The show challenges old and new stereotypes around the work women do, considering how they can be celebrated, hidden or illuminated.
Co-curator Billie Lythberg says it's an opportunity for people to respond to traditional views of the tasks of women.
"Because so often these gendered ideas of work have been imposed I think by art historians, by anthropologists, by sociologists. We theorise, we write and then things seem to be set. Whereas within communities, especially with artists, things are so much more fluid so it is something we have talked about for a long time. And the possibility of having a show at Geoff Wilson gave us the chance to really crystalise that."

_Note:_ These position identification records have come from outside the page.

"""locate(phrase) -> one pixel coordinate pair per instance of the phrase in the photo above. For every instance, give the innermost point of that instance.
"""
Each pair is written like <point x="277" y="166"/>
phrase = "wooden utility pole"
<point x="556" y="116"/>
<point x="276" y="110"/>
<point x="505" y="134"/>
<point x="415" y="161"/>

Co-curator and lead artist, Tui Emma Gillies, has contributed a tapa cloth piece constructed around the Tongan word for women, fēfine.
Her first piece has a woman breastfeeding with an umbilical cord around her neck that goes down to her heart and is painted onto tapa.

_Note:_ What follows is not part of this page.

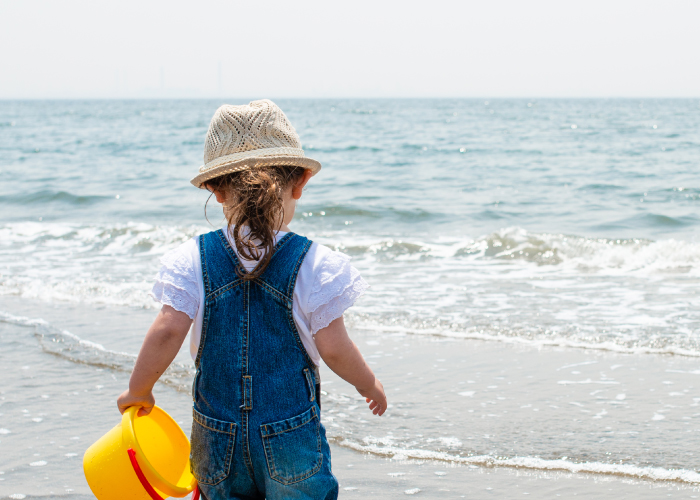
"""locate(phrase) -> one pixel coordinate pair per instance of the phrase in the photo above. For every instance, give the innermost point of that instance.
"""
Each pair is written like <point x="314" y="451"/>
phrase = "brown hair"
<point x="254" y="199"/>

"There is a baby in there and she's trying to look the part and she's trying to [look at] what the expectations of a mother are today is to just be able to continue to look good and also be able to raise children, sort of like superwoman. So I wanted to portray that in a piece of art."
Tui Gillies says she included her Tongan mother Sulieti Burrow's work as she produced a traditional flower piece for the show.
"She's one of those traditional artists who is an old master of what she does and it was an opportunity to showcase a woman, a very strong woman, whose like I said, traditional. So it is good to put her in the show as you need more of these elder people in the shows cos these are the ones who we all pull our strength from and we get our ideas from."
Male Maori artist Jimmy James Kouratoras says he was glad to contribute a painting of a madonna type image that is like a mother figure looking out for us in the afterlife.
"It was a challenge in one way - but on the other hand an opportunity to strip away that masculine kind of hard edge kind of stake my territory to be like no, I actually have an understanding of what a women's work is from a mother's perspective to raise kids and on the other hand to have a child and so I put myself in the middle there."
The exhibition is on at the Northtec Geoff Wilson Gallery until June 9.